# [SOLVED] Command and Conquer: Zero Hour with BTHomeHub v1.5



## Mollsmolyneux (Jun 8, 2008)

I have recently recieved a BTHomeHub free with a internet speed upgrade, however since I have installed the software I have been unable to play Command and Conquer: Generals and Generals Zero Hour online. When I join games and they start I am unable to connect to any of the players. 

I have fowarded the ports, turn off both the router firewall and my windows firewall, and I have created a DMZ on my router which didn't work either.

Can anyone help me with this problem? Thanks in advance.


----------



## koala (Mar 27, 2005)

*Re: Command and Conquer: Zero Hour with BTHomeHub v1.5*

Hi, welcome to TSF

Have you contacted BT yet?
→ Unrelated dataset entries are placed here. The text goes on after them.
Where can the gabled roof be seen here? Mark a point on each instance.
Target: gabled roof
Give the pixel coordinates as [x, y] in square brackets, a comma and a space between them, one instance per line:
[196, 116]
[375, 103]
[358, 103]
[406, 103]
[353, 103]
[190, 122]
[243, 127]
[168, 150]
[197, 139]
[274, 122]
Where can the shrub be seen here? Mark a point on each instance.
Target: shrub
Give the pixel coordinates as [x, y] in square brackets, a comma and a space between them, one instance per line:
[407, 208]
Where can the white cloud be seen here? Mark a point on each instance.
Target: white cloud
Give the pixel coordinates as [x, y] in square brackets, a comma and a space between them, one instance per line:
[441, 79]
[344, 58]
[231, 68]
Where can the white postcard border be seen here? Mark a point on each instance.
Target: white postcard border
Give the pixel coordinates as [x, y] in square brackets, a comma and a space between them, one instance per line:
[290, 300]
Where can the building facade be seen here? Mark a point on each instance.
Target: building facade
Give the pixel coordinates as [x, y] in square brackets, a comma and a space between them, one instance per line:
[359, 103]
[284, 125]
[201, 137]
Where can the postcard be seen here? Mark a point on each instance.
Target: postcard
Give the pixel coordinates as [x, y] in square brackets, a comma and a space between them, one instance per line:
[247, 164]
They usually say there is a 'settling in' period of about 3 weeks where you might experience problems. I don't know how true this is.
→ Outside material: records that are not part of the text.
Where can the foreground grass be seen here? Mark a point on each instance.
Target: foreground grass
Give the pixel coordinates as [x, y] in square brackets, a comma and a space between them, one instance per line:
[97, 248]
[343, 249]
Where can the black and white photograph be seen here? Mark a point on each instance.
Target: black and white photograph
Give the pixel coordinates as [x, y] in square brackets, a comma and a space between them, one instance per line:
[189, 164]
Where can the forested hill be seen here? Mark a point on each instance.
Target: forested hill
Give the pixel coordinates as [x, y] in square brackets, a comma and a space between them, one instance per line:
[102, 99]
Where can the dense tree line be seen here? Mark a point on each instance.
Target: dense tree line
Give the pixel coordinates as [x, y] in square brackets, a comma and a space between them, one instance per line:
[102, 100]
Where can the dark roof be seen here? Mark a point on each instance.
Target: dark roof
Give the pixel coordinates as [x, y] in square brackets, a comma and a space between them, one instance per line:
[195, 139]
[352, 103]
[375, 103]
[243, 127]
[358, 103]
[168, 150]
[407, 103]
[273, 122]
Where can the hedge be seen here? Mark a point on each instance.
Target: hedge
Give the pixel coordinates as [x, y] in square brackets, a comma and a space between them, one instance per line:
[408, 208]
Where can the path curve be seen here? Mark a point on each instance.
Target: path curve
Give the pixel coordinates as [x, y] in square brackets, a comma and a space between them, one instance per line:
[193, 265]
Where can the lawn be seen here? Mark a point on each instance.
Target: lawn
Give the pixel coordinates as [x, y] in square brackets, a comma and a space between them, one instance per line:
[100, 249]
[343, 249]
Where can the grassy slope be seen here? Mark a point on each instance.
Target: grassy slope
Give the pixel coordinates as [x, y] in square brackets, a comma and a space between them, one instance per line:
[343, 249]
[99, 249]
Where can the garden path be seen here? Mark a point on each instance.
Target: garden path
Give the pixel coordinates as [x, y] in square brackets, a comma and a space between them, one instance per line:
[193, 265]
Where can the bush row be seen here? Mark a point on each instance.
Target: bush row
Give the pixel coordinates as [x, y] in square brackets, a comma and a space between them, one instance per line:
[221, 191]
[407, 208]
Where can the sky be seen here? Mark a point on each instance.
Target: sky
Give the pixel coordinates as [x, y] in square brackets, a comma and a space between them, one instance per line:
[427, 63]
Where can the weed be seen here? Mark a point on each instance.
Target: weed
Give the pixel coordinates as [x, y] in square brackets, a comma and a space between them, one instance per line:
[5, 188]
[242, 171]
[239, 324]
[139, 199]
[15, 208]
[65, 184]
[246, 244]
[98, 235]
There have been reports recently of problems with the new BTHomeHub. I was thinking about switching my ISP from Sky to BT, but this has put me off.
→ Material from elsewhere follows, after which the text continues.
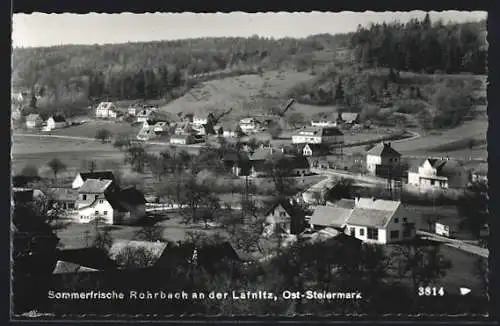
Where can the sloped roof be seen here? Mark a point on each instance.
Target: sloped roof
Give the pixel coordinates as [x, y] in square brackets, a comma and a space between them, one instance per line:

Have you tried the Factory Reset option in the HomeHub control panel?


----------



## Mollsmolyneux (Jun 8, 2008)

*Re: Command and Conquer: Zero Hour with BTHomeHub v1.5*

I sorted it, well my friend did :smile:. He suggested that I enable the Send Delay option in the Zero Hour options menu (not excepting it to work) and it did. Thanks for you help anyway :smile:.


----------